Implementing an alternative to the coverartarchive

gamebeaker · October 21, 2024, 10:04am

As the title states i think it should be worked on an alternative for the coverartarchive.
Why?
I fear that the Internet Archive is going to lose the ongoing court cases and is shutting down because they can’t pay the fines.
If it gets announced that they lost in court and they have to shut down because of this it is to late. Even if they stay available a few months after that i think a lot of people will have the same idea and try to archive the Internet Archive which will cause an increased load or even work like a ddos attack.

It would be sad to lose all art contributions since 2013.
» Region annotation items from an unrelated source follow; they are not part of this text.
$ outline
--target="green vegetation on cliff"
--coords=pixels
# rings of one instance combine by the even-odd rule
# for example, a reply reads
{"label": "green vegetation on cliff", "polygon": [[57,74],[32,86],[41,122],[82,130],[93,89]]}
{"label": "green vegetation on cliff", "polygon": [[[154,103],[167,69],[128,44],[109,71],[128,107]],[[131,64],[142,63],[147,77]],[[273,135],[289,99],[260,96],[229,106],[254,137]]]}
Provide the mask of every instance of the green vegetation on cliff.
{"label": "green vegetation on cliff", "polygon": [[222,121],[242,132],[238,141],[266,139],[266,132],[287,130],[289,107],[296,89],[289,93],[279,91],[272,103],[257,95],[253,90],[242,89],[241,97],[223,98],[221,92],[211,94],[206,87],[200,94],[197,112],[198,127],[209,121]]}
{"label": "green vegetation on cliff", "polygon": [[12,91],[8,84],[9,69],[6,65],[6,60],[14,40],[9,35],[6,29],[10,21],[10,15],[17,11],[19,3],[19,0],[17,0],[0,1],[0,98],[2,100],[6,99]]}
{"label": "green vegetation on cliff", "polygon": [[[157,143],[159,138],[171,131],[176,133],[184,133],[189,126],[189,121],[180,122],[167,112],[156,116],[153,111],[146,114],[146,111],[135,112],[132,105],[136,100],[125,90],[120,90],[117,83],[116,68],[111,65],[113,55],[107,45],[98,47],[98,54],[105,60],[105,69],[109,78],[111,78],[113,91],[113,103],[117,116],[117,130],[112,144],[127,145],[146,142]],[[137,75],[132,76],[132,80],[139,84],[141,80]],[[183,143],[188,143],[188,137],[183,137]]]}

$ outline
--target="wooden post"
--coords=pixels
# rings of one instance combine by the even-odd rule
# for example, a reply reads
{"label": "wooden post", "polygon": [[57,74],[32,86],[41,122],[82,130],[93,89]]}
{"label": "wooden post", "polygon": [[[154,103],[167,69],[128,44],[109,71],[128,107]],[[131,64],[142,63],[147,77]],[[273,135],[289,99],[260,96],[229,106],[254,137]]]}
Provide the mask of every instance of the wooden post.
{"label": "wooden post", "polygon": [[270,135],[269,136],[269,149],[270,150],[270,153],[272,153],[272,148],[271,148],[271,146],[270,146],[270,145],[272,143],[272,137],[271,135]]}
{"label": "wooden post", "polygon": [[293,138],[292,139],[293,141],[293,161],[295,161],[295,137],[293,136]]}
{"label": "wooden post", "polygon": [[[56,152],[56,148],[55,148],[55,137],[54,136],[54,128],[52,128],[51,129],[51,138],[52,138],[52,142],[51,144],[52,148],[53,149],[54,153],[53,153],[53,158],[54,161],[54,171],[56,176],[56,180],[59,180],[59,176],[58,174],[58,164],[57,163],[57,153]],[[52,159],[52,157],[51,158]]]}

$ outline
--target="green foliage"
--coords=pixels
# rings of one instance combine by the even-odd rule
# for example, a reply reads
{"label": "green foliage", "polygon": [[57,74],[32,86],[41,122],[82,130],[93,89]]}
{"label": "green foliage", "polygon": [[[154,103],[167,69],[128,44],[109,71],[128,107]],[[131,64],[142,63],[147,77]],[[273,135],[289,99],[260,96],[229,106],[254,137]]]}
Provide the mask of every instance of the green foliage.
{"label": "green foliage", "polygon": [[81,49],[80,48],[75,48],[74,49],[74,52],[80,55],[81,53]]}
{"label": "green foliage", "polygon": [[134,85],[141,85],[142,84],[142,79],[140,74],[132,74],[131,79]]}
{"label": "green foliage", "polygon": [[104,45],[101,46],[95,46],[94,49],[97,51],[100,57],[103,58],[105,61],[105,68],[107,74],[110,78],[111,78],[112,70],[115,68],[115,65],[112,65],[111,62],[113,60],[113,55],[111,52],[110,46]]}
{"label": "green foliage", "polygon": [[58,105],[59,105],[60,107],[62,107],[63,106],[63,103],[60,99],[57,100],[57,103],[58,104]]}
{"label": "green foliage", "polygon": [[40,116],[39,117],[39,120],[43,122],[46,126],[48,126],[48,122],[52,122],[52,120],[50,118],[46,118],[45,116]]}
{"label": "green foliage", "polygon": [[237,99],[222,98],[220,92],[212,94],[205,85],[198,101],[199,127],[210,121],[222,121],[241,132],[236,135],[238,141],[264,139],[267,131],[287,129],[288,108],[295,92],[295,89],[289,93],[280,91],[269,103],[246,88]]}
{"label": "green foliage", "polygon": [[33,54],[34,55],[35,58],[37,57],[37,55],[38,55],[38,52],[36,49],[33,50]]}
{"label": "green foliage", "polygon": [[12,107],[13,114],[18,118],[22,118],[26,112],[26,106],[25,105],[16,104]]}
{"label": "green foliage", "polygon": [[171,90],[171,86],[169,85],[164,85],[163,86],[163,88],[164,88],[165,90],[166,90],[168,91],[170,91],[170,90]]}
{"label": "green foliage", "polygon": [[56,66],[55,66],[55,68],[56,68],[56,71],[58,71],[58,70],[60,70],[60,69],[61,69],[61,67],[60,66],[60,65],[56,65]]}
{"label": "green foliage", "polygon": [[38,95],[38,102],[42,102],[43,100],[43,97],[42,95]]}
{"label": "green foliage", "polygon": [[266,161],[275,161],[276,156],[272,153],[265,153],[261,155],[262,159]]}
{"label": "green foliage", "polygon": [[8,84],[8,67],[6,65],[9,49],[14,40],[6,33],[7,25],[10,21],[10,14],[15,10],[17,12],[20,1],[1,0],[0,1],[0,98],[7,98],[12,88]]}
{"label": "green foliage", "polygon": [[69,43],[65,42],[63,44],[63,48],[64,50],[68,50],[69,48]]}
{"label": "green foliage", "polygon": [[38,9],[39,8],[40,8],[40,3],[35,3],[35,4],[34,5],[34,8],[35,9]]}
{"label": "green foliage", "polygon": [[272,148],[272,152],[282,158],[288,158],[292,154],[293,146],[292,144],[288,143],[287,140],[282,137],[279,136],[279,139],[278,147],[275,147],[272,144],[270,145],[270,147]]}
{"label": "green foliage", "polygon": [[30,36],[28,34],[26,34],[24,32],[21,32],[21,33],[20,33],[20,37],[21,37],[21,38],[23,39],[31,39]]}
Even if no real alternative is created i think it should be made an effort to backup all original-size images independent from the IA. That would allow the rebuilding of an alternative when the IA goes dark. If one image is requested per second it would still take 65 days (5548967/3600/24=64,22 days) just to create the backup.

rob · October 21, 2024, 12:14pm

I feel ya 100% and this has been on my mind for some time now. Here are the things I plan to do when the CAA comes back:

Make a backup of the whole archive (top priority)
Create docker project that creates a whole copy of the the archive or at least a caching proxy. The goal here is for others to be able to setup CAA services under their own control to avoid future disruptions.
Start thinking about where we can host an alternate place should the archive go dark.

#3 isn’t as concrete as it could be – and that is intentional. I don’t want to force our own hand until we have to make a decision. But, I plan to be ready so that we can deploy an alternative quickly should this event come to pass.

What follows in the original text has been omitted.